Posted: Wed Jun 12, 2013 10:05 pm
by evolution
I'm having trouble understanding why C is the correct answer for question 7.
I don't see how C is a MBT since when I diagram like this, it seems like no rules are violated - and would contradict answer choice C.

P: F/G/H
Q: F/L/L
S: G/M/K

Can someone tell me if I'm missing something here, because the 7sage video diagrams like this:

P: F/G/H
Q: F/K/K
S: G/M/K

Re: Help with PT 17 Game 2 Question 7

Posted: Wed Jun 12, 2013 11:07 pm
by sam62188
Basically the new rules added from question 7 restrict the groups into 2 scenarios.
Scenario 1:
P: F, G, H
Q: F, L, K
S: G, M, K
Scenario 2:
P: F, G, H
Q: G, M, K
S: F, L, K

In both cases K is locked into group Q and S, making C the correct answer.

The reason why there cannot be an F, L, L grouping is because the game groups people and unless L was cloned he cannot be in the same group twice.

BTW I am just restating what was said on this video I found when trying to look up the game:
http://www.youtube.com/watch?v=DFnA4F-61Aw

Re: Help with PT 17 Game 2 Question 7

Posted: Wed Jun 12, 2013 11:23 pm
by aboutmydaylight
evolution wrote:I'm having trouble understanding why C is the correct answer for question 7.
I don't see how C is a MBT since when I diagram like this, it seems like no rules are violated - and would contradict answer choice C.

P: F/G/H
Q: F/L/L
S: G/M/K

Can someone tell me if I'm missing something here, because the 7sage video diagrams like this:

P: F/G/H
Q: F/K/K
S: G/M/K
You can't have the same person on the same committee twice, that wouldn't even make sense.

We know F can't be with M and H is already placed and can only be placed once, so we know that M must be with G. You put that block on q or s, and L has to be on the other.

Re: Help with PT 17 Game 2 Question 7

Posted: Wed Jun 12, 2013 11:35 pm
by Reframe
It's often helpful to remember that you can think about who must be out instead of thinking about who must be in.

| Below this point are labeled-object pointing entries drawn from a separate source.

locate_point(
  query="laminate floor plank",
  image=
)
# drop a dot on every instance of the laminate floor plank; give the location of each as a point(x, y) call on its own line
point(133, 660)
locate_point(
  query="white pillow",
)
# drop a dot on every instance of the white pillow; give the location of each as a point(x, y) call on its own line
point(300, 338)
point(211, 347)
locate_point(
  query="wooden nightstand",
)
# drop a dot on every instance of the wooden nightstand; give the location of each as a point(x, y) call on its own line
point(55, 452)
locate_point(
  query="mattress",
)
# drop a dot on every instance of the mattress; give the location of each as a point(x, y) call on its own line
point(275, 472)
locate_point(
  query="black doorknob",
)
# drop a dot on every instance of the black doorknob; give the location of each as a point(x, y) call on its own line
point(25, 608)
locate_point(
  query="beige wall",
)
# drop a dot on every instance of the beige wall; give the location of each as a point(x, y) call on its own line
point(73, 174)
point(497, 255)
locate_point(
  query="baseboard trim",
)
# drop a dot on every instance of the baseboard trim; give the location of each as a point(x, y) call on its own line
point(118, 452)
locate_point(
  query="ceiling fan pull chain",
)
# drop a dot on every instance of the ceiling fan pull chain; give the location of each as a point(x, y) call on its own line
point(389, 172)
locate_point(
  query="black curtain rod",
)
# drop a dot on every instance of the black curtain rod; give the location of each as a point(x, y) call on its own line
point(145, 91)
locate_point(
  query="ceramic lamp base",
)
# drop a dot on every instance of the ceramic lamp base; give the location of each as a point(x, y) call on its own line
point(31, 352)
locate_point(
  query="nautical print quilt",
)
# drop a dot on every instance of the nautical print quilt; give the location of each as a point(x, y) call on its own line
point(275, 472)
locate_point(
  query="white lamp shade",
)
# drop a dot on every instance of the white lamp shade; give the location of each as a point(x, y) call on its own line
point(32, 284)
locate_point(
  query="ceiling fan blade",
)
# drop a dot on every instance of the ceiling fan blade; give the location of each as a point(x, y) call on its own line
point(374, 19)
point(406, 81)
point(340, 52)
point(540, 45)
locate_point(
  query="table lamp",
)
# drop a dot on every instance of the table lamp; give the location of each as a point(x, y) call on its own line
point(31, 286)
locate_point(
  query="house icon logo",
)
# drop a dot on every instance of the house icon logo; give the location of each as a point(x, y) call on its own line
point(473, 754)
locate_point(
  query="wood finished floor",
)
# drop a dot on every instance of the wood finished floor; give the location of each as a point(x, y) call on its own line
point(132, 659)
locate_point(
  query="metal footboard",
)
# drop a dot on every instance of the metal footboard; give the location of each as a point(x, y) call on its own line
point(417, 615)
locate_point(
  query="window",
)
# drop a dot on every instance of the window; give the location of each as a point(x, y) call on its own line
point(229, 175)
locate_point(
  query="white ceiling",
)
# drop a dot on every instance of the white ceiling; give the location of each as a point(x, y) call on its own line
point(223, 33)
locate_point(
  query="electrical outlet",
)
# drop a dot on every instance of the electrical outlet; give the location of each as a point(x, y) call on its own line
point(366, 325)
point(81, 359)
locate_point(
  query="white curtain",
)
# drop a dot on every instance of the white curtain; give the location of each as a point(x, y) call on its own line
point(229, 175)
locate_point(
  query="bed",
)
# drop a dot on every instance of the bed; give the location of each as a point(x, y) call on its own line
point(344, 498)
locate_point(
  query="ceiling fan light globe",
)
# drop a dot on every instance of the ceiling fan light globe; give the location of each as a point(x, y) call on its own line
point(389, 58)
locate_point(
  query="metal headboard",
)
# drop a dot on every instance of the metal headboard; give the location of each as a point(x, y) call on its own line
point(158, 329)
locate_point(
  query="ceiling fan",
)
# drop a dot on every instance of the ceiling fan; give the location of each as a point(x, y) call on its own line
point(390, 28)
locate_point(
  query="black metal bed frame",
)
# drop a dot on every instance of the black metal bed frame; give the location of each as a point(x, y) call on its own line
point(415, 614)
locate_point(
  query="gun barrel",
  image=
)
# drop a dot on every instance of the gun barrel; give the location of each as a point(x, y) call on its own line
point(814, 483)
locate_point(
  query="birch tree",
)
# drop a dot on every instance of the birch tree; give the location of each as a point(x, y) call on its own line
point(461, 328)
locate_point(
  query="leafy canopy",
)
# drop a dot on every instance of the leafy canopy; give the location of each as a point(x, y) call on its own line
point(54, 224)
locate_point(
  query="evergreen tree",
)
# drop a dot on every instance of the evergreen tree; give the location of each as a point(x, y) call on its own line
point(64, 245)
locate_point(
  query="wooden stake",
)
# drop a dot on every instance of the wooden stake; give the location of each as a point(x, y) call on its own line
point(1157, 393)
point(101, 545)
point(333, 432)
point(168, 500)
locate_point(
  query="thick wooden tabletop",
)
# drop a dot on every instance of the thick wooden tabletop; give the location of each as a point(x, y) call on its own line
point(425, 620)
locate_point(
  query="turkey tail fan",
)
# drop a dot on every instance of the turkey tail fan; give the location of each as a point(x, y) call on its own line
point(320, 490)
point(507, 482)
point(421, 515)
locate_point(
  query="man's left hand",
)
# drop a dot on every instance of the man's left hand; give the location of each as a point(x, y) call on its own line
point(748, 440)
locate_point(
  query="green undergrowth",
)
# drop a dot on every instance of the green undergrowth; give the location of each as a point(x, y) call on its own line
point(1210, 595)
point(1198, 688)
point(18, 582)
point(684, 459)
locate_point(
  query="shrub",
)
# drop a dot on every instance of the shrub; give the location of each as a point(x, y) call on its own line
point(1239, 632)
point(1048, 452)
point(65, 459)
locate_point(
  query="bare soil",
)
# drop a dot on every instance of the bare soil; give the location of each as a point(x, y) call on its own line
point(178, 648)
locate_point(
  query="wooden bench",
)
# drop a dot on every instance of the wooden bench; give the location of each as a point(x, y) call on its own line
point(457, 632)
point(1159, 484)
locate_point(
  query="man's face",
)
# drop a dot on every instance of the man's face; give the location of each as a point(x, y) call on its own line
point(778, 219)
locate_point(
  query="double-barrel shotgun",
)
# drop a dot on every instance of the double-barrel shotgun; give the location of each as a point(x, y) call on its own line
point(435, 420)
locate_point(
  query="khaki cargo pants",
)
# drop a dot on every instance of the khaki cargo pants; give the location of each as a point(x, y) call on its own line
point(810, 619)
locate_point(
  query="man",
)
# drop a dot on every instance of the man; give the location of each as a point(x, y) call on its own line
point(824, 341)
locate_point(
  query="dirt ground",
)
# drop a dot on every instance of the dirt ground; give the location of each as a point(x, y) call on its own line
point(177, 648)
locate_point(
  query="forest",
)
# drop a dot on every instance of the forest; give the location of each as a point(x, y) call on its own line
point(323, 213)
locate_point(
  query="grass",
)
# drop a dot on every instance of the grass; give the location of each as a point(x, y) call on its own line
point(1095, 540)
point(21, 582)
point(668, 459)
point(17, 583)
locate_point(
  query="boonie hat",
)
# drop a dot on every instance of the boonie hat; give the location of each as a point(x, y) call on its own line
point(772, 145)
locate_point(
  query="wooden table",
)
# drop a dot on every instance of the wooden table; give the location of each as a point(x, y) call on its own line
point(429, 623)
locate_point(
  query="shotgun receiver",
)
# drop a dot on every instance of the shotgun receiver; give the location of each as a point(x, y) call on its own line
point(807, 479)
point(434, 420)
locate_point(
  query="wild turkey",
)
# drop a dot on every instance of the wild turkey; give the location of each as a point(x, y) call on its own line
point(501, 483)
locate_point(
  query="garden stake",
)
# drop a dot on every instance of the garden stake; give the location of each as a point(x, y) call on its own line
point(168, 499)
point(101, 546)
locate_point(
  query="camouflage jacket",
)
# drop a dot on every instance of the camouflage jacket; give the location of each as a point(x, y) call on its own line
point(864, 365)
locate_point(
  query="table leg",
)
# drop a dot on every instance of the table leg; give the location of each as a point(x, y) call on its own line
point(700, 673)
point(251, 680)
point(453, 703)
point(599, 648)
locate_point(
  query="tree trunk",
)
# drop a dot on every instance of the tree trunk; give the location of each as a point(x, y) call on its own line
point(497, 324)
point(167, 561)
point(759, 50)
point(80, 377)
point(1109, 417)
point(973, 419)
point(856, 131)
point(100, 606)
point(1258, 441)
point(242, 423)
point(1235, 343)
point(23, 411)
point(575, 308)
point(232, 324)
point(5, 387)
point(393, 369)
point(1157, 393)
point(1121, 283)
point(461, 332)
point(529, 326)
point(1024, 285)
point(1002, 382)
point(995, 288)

For groups Q and S, we know h must be out (because h's one group is P), and we know that at least one of each pair f/M and g/L must be out, since those pairs can't be in a group together. That means there's no space left in either Q or S for K to be out. That gives us (C): K must be in for both groups.

Re: Help with PT 17 Game 2 Question 7

Posted: Wed Jun 12, 2013 11:41 pm
by evolution
I see now, thanks so much for the replies!